On the (a) point, I tend to think of start/finish and begin/end as the conventionalized pairings of antonyms, reflecting subtle differences in the meanings of the alleged synonyms, but that doesn't mean that you don't see start/end--but begin/finish? In the Corpus of Contemporary American English, looking for the different verbs (in their different forms) conjoined with and you get:

begin and end: 526
start and finish: 66
start and end: 131
begin and finish: 2
In the corpus overall the verb start is about twice as frequent as begin, while end is about 3x as frequent as finish (counting base verb forms only).  

The pattern here reminds me of big/little and large/small, where big can go with either opposite, but large rarely gets paired with little. And you can come up with semantic reasons why that is true. In fact, many people have...including Vicky Muehleisen and me

On (b): Swedish similarly has a couple of frequent pairs in this semantic field, but they are morphologically related: börja and sluta and påbörja and avsluta. (Some discussion here of the difference between sluta and avsluta.) We found that they got all mixed up in terms of which are paired, so we just counted them all together because of the morphological connection. Maybe we shouldn't have--we certainly wouldn't have if they'd been completely different words like begin/end/start/finish.

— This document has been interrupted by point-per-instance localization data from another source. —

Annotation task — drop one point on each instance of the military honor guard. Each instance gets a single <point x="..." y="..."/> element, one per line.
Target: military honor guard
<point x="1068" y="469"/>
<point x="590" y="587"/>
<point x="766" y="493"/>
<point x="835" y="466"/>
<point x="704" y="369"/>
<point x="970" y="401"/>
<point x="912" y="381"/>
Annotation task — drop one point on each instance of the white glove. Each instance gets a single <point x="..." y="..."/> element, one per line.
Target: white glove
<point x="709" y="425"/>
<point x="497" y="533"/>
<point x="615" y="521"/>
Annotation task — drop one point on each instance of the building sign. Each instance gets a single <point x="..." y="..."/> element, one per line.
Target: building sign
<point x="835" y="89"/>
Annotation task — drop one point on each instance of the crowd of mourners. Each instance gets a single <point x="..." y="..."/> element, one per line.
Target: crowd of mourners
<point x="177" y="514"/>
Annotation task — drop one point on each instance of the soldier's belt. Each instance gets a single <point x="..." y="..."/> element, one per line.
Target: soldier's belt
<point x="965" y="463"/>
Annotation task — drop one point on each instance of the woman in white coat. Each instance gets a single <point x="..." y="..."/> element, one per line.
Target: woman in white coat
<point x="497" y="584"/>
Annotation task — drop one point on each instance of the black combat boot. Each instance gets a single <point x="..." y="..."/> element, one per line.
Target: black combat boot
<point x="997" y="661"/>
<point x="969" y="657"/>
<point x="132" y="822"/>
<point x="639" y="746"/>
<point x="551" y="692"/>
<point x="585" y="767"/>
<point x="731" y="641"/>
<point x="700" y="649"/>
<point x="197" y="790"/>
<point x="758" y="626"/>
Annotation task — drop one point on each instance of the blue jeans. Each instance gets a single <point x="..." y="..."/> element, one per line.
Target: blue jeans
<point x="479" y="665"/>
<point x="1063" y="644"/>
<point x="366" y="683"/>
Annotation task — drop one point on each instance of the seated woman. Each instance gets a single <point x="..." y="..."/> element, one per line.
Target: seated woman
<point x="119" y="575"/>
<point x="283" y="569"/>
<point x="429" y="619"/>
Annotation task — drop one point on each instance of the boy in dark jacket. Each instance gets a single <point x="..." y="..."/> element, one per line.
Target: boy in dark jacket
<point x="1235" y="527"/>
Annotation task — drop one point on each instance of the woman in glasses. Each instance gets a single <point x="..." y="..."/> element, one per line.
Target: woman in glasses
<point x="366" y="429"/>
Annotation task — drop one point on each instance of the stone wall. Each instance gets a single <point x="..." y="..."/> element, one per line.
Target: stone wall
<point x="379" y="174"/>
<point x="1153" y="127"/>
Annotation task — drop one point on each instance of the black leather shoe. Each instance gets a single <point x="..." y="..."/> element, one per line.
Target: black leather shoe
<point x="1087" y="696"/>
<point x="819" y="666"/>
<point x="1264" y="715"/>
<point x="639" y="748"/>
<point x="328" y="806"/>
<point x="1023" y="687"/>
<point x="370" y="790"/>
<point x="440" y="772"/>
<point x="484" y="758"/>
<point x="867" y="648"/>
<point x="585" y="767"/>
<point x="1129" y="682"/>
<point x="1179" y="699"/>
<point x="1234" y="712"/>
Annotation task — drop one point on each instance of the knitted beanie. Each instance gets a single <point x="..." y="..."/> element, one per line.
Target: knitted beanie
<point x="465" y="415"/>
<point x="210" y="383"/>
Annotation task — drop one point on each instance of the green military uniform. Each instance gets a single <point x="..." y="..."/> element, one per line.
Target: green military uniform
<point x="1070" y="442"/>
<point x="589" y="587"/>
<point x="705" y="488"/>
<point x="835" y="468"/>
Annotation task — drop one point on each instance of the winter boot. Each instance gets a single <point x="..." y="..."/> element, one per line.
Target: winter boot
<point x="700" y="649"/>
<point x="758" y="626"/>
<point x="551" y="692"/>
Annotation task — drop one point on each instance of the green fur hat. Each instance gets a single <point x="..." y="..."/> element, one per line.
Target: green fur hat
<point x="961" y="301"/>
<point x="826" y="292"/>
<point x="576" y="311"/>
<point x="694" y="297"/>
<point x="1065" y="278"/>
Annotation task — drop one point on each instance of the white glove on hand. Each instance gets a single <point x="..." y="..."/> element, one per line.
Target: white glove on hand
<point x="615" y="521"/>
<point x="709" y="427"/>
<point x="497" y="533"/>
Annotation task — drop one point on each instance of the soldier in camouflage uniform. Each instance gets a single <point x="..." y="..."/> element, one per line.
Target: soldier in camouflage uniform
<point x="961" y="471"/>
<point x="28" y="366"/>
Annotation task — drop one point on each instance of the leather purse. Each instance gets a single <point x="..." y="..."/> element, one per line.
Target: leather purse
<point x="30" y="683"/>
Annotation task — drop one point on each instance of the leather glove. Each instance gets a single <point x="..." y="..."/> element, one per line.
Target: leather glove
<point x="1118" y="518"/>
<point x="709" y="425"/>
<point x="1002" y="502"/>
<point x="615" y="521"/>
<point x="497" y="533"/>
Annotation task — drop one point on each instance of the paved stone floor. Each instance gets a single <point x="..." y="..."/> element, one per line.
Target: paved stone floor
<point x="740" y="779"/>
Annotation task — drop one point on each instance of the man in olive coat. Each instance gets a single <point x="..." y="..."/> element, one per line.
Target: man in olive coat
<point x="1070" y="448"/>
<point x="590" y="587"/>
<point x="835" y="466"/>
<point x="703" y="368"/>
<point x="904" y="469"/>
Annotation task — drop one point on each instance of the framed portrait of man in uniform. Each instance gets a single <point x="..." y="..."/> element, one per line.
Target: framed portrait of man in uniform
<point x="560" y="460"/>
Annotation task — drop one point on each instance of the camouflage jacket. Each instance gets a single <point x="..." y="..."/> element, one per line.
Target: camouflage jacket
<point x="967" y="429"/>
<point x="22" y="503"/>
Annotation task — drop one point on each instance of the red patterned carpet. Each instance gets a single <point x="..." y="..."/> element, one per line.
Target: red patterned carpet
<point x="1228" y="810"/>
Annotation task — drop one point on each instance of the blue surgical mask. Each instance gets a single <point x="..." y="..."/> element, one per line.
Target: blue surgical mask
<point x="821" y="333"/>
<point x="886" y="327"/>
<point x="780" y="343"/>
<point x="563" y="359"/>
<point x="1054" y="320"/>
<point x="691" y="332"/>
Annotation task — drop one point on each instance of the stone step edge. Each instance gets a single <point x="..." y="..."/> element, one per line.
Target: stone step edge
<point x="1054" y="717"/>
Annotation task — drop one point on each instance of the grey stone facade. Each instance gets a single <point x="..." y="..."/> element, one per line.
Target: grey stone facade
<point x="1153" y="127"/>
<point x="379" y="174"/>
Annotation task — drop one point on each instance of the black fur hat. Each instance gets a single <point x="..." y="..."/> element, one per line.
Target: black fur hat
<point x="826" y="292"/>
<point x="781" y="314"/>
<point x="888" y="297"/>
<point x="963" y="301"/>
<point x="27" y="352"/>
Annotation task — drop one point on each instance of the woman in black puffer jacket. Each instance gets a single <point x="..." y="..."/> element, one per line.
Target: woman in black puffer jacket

Anyhow, I hope you enjoyed Henry Hitchings' tweet!

Wednesday, 4 November 2015

mental illness as contradiction

Because I keep newspapers around the house until I've read them,  I've just read a Guardian article from May about a young woman who wrote a memoir about her experience with anorexia. In an excerpt quoted in the article, the antonyms come thick and fast as she describes how she feels in the midst of her illness [my emphasis]:
I am too big and too small and too much and not enough and too frightened to change and too sad to stay the same. I am an addict and a slave to the beauty myth and I diet and regress and reject and control and cry for help and I still can’t stop the ring-ring-ringing in my ears telling me that something bad is coming, something bad is coming RIGHT NOW. I want to shine and I want to be invisible and I want to be myself and I want to be anyone else in the world and in the end I think the only solution is to get smaller and smaller and smaller and then one day to disappear.
I find this an evocative description. I can identify with any of the feelings there--but I typically have them one at a time, not noisily at once. The repetition of parallel structures gives the paragraph a sense of speed, so that the contradictions feel like they're climbing on top of each other. The combination of the familiar feelings and the jackhammer delivery seems to carry me into an empathetic position. I do think this is one of the most effective descriptions of a mental illness that I've ever read.

The book is: The time in between: a memoir of hunger and hope by Nancy Tucker (Icon Books, 2015).